I have this code:
DbSet<TableName> table = ...// stored reference
var items = from n in table where
n.Name.ToUpper().Contains(searchString.ToUpper().Trim())
select n;
WriteToLog( items.ToString() );
The last line outputs the generated SQL. Here's what I get:
SELECT
[Extent1].[Name] AS [Name],
// all the other columns follow
FROM (SELECT
[TableName].[Name] AS [Name],
// all the other columns follow
FROM [dbo].[TableName] AS [TableName]) AS [Extent1]
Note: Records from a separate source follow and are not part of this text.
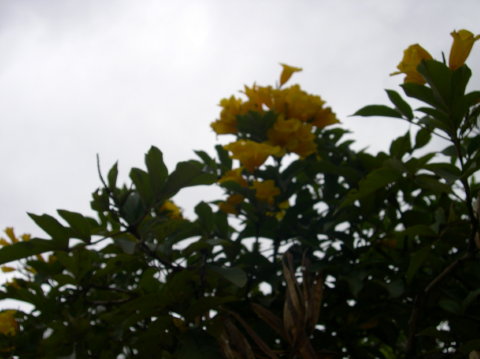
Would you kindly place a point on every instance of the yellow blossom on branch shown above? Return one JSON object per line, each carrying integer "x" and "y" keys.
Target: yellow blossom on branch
{"x": 7, "y": 269}
{"x": 171, "y": 210}
{"x": 292, "y": 136}
{"x": 11, "y": 234}
{"x": 8, "y": 324}
{"x": 287, "y": 72}
{"x": 266, "y": 190}
{"x": 463, "y": 41}
{"x": 412, "y": 57}
{"x": 231, "y": 108}
{"x": 251, "y": 154}
{"x": 293, "y": 102}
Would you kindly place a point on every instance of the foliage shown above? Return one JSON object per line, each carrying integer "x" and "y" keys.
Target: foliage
{"x": 316, "y": 251}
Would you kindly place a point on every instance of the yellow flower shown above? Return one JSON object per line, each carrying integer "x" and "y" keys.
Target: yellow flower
{"x": 287, "y": 72}
{"x": 463, "y": 41}
{"x": 171, "y": 209}
{"x": 324, "y": 117}
{"x": 7, "y": 269}
{"x": 13, "y": 283}
{"x": 230, "y": 205}
{"x": 259, "y": 97}
{"x": 251, "y": 154}
{"x": 10, "y": 233}
{"x": 8, "y": 324}
{"x": 234, "y": 175}
{"x": 282, "y": 131}
{"x": 266, "y": 191}
{"x": 293, "y": 136}
{"x": 412, "y": 57}
{"x": 231, "y": 107}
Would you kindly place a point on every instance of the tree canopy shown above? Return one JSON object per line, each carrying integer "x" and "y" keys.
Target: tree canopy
{"x": 316, "y": 250}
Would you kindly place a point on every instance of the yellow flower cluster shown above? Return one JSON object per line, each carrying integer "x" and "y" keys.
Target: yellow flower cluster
{"x": 252, "y": 154}
{"x": 171, "y": 210}
{"x": 291, "y": 102}
{"x": 298, "y": 114}
{"x": 463, "y": 41}
{"x": 8, "y": 323}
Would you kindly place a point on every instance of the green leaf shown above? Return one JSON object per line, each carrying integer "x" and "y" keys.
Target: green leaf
{"x": 420, "y": 92}
{"x": 256, "y": 124}
{"x": 400, "y": 104}
{"x": 141, "y": 179}
{"x": 432, "y": 184}
{"x": 29, "y": 248}
{"x": 157, "y": 171}
{"x": 133, "y": 209}
{"x": 422, "y": 138}
{"x": 233, "y": 274}
{"x": 127, "y": 243}
{"x": 450, "y": 306}
{"x": 416, "y": 261}
{"x": 374, "y": 181}
{"x": 112, "y": 176}
{"x": 378, "y": 110}
{"x": 445, "y": 170}
{"x": 460, "y": 78}
{"x": 439, "y": 77}
{"x": 52, "y": 227}
{"x": 224, "y": 158}
{"x": 205, "y": 216}
{"x": 401, "y": 145}
{"x": 79, "y": 224}
{"x": 187, "y": 174}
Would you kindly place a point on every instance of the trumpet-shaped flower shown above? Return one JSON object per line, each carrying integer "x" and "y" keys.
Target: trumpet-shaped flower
{"x": 287, "y": 72}
{"x": 412, "y": 57}
{"x": 251, "y": 154}
{"x": 266, "y": 190}
{"x": 292, "y": 136}
{"x": 463, "y": 41}
{"x": 231, "y": 108}
{"x": 171, "y": 210}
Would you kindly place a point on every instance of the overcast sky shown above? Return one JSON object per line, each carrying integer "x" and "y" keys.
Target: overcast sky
{"x": 113, "y": 77}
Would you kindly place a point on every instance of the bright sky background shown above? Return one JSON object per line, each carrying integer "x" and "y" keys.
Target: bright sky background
{"x": 81, "y": 77}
WHERE ( CAST(CHARINDEX(LTRIM(RTRIM(UPPER(@p__linq__0))), UPPER([Extent1].[Name])) AS int)) > 0
You see, there's SELECT
-from-SELECT
although it's completely redundant - one SELECT
would be just enough. The code using EF runs longer than half a minute and time out on that query although the table is rather small.
Why is this overengineered SQL query generated and how do I make EF generate a better query?
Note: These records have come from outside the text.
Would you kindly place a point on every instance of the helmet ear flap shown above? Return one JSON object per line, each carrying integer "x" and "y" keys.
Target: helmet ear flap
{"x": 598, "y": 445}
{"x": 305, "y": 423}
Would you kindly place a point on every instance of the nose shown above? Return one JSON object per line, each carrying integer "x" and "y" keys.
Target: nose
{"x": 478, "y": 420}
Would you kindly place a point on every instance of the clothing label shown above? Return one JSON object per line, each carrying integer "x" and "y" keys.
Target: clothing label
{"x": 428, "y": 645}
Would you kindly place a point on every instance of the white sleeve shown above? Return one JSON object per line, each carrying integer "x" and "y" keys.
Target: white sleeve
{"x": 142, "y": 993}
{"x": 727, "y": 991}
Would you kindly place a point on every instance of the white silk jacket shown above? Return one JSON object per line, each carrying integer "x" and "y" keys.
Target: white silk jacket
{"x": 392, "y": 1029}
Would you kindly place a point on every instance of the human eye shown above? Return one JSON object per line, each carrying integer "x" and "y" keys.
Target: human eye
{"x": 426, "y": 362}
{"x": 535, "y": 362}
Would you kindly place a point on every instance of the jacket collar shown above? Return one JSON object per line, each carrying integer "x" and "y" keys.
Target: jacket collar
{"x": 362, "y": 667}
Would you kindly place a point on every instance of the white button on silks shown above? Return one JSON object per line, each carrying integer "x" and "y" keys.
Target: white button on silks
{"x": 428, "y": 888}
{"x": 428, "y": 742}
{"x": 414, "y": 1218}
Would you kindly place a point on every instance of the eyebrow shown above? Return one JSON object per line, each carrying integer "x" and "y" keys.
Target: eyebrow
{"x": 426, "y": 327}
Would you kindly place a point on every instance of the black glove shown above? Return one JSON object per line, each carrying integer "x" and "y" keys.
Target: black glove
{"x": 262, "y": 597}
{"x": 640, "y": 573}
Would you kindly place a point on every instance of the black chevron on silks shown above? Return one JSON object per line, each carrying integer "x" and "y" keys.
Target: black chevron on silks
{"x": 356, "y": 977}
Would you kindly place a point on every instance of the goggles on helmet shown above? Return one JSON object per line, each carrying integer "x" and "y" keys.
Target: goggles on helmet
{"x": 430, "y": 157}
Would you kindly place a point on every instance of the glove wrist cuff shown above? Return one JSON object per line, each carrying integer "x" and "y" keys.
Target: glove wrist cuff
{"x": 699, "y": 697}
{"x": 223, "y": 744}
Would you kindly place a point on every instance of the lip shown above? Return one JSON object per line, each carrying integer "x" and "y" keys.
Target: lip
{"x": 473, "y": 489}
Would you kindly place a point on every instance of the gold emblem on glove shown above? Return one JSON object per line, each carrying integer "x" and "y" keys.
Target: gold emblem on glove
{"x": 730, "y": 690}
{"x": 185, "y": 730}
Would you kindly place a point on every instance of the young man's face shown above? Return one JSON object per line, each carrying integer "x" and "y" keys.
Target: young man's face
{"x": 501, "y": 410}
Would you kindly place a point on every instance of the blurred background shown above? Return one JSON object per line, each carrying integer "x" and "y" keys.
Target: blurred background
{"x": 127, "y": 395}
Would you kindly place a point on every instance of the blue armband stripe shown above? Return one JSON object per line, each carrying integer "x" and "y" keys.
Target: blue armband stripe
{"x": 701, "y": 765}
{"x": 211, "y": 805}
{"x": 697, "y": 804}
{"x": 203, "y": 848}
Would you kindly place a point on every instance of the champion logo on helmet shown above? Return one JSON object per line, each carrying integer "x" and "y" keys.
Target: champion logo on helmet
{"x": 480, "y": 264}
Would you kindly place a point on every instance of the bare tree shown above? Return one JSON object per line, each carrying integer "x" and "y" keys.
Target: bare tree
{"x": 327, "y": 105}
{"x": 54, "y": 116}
It generates the resulting SQL by transforming an expression tree. It appears overengineered (for example, using a subquery) as a side-effect of the way it's done that transformation.
The details of the transformation are proprietary and complex, and the results are not supposed to be human-readable.
The question is not entirely clear - and you are trying to solve a problem which I believe may not be a problem. Try comparing the generated query and your own - I would guess the query optimiser will make short work of such an easy optimisation.
My guess (and that's probably the best kind of answer you can get here unless a LINQ to Entities MS dev comes along) is that they're doing exactly that: generating the most effective query, but leaving the head-hurtingly-difficult job of optimising the query to the bit they've already put hundreds or thousands of man-days into: the query optimiser in SQL Server.
It does an extra Select
but Selects have no cost associated. You can see the estimated query plan and it would show 0%
cost in that. It does that because EF is compatible with various RDBMS systems like Oracle, SQL server and to ensure maximum compatibility it might be doing this.
However I do agree that Entity Framework generates UGLY sql. The example that you gave was a very simple Linq query and you'll see more of that ugliness when your queries start becoming complex.
1) While this may or may not answer your answer, I would say use a micro ORM like PetaPoco:
https://github.com/toptensoftware/PetaPoco
or Dapper.Net
https://github.com/SamSaffron/dapper-dot-net
I have been using it in one of my project and I am completely satisfied with the raw speed that you get with plain Ado.Net.
2) My 2nd suggestion would be always use stored procedure for atleast Select
statements. For inserts, updates and deletes you should probably use EF and take advantage of change tracking mechamism and that would save your time from writing tedious queries but atleast for Select statements you should try to use plain SQL and that gives you more freedom over what SQL is generated.